第21章 Amber Moonでの告白
紗江は、相変わらず田島のいない空虚な毎日を送っていた。
休日はソファに身体を沈めたまま、テレビもつけずに時間をやり過ごす。仕事の日も定時になると、まるで何かから逃げるように会社を後にした。
そんな平日の午後、スマホが静かに震えた。
LINEの通知。画面に表示された名前を見て、胸がわずかに跳ねる。
――三上。
「……試飲の件、かな」
そう思いながらメッセージを開く。
――おつかれさまです。今日のご都合はいかがでしょうか?
紗江は一呼吸置いてから、返事を打つ。
――空いていますよ。
すぐに返信が来る。
――ご迷惑でなければ、飲みに行きませんか?
その一文を見つめたまま、しばらく指が止まる。
飲みに誘われるのは、初めてだった。
――三上さん、お店は?
――定休日なので、お誘いしました。
――了解しました。ご一緒します。
――では、18時に朝比奈さんの会社の最寄り駅で大丈夫ですか?
――了解しました。会社を出る時に連絡しますね。
やり取りを終えたあとも、胸の奥が落ち着かなかった。
紗江は化粧室に立ち、鏡の前でそっと口紅を直す。トレンチコートを羽織り、髪を整えながら、自分に言い聞かせた。
――いつもの私で、いい。
会社を出る頃には、少しだけ浮き足立っている自分に気づく。
時計を見ると、ちょうど18時。駅前へ向かうと、
「朝比奈さんっ」
声に振り返ると、三上が穏やかな笑みを浮かべて立っていた。
「僕も、今着いたところでした。

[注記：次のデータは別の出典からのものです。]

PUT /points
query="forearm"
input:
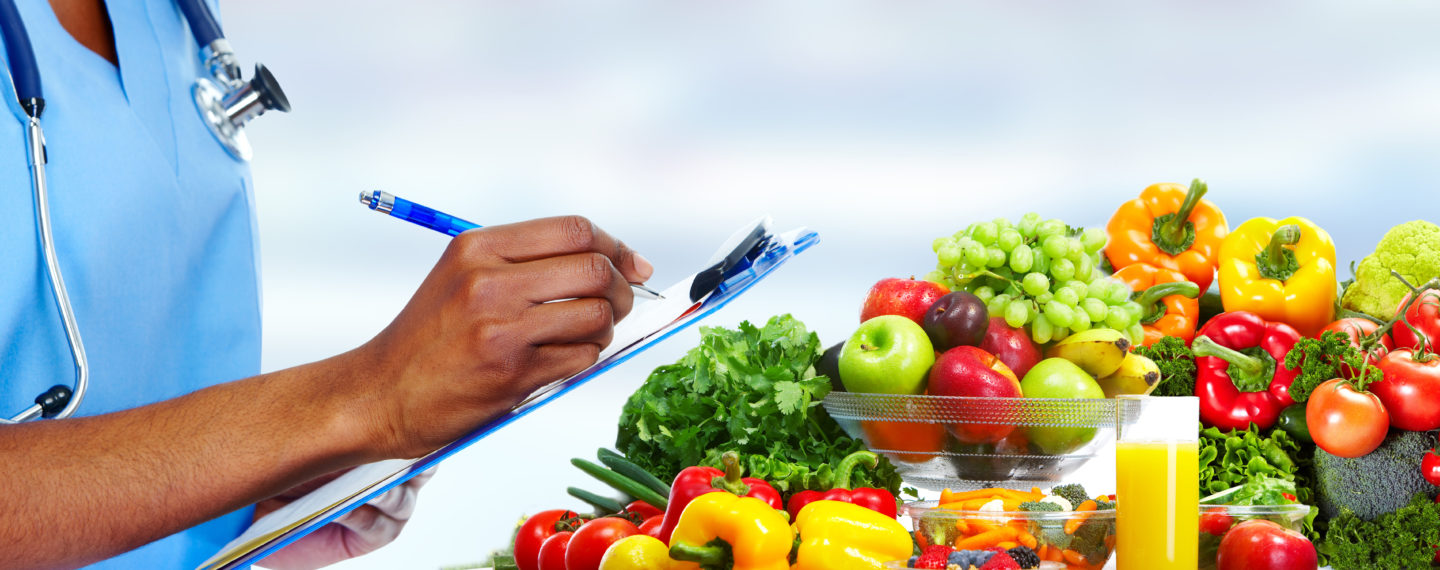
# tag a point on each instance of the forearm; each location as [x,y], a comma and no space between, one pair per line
[82,490]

急にお誘いしてすみません」
「いえ……私も、ゆっくり話したかったので」
歩き出しながら、三上が尋ねる。
「どこか、いいお店知っていますか?」
「私……詳しくなくて。Amber MoonっていうBARしか知らないんです」
「じゃあ、そこに行きましょう」
そう言われ、紗江の胸がわずかにざわつく。
Amber Moon――田島との思い出が染みついた場所。
駅から少し歩くと、黒い扉が見えてきた。
「隠れ家みたいですね」
「……ええ、まあ」
扉の向こうには、JAZZとSoulが溶け合う柔らかな音。間接照明がグラスを宝石のように照らしている。
一瞬、田島の横顔が脳裏をよぎり、胸がきしんだ。
二人はカウンターに腰を下ろす。
紗江はオレンジハートムーン、三上はクラフトビールを注文した。
「乾杯」
グラスが静かに触れ合う。
「そういえば……三上さんがお酒飲んでるの、初めて見ました」
「僕、あまり得意じゃなくて」
「それなのに、飲みに誘ったんですか?」
「……朝比奈さんがお酒、好きだから」
照れたように視線を落とす三上に、紗江は思わず微笑む。
「僕は…料理人なので、普段はお酒もタバコもしません。舌の感覚を鈍らせたくなくて」
「なるほど……納得です」
ナッツをつまみながら、三上は静かに続けた。
「僕の師匠は、三國清司という方でした。名前を盾にするな、実力で上を目指せと……」
「……情熱大陸に出てた方?」
「はい」
「すごい……三上さん」
しばらく沈黙が流れたあと、三上が意を決したように言う。
「時々……こうして二人で会えますか?」
「それは、どういう意味で……?」
「僕は、朝比奈さんと距離を縮めたい」
言葉のあとに、静かな間が落ちる。
紗江はグラスを見つめ、ゆっくりと答えた。
「……分かりました。お互い、色々お話ししましょう」
紗江はオレンジハートムーンをおかわりする。
三上は安堵したように、ハイボールを頼んだ。
「明日の仕事、大丈夫ですか?」
「今日は……特別です」
その夜、Amber Moonの灯りは静かに揺れ続ける。
紗江は、三上の隣に確かな安心感を見つけていた。